I did not expect at all my application to take different code paths depending on some CPUID probing. Is there any way to get a stack trace of the crash?

Comment 3 Julian Seward 2010-11-03 17:16:31 UTC

> I did not expect at all my application to take different code paths depending
> on some CPUID probing.

This is pretty normal with the Intel compilers, when optimizing --
they can/will generate multiple code versions for (eg) vectorizable
loops, and choose which one to use at run time depending on results of
CPUID.

> Is there any way to get a stack trace of the crash?

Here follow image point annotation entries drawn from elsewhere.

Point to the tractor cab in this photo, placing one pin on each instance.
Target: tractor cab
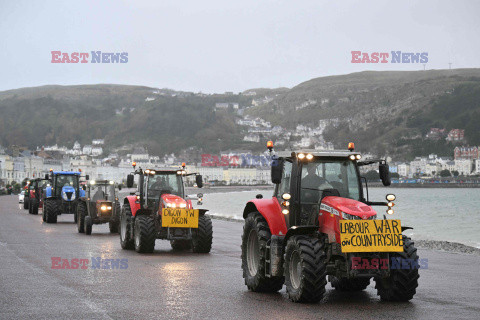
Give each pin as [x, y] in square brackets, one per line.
[319, 223]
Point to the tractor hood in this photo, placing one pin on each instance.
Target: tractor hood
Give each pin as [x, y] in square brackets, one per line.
[173, 201]
[348, 206]
[68, 193]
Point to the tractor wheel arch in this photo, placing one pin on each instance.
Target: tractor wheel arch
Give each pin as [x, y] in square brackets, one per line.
[270, 211]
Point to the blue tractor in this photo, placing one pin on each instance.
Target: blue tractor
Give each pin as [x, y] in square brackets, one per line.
[61, 194]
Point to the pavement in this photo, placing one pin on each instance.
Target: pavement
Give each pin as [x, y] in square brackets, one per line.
[184, 285]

Not sure.  Maybe try "-v --trace-signals=yes"

Comment 4 Arnaud Desitter 2010-11-03 17:45:46 UTC

Thanks: "--trace-signals=yes" gives me the relevant stack trace. For record, the offending function is __svml_exp2.N which comes from "libsvml.a", the Intel short vector library. 

Many thanks for everything.

Comment 5 Arnaud Desitter 2010-11-03 23:28:32 UTC

Created attachment 53113 [details]
test case that uses ROUNDPD

Comment 6 Arnaud Desitter 2010-11-03 23:36:27 UTC

I attached a test case that demonstrates the problem. The executable has been obtained by "ifort qq.f". "ifort" is the Intel Fortran compiler 11.1.

Aside, forcing the executable to use only SSE2 instructions (-xSSE2) makes no difference. So libsvml.a uses dynamic CPUID probing unconditionally. Therefore I expect that most numerical codes compiled with a recent enough Intel compiler will fail under valgrind 3.6.0.

Comment 7 Julian Seward 2010-11-05 01:16:56 UTC

Created attachment 53150 [details]
ROUNDPD implementation for x86_64

Can you try this patch?  (you'll need to restore the CPUID 
implementation to what it was originally, of course).

Comment 8 Arnaud Desitter 2010-11-05 16:01:48 UTC

The patch addresses the problem and enables the application to run successfully under valgrind. Thank you very much.

Comment 9 Julian Seward 2011-01-10 16:18:56 UTC

Fixed, at least for the immediate-rounding-mode case, vex r2072.

Comment 10 Julian Seward 2011-01-11 19:28:35 UTC

Fixed (r2074) for all rounding mode cases.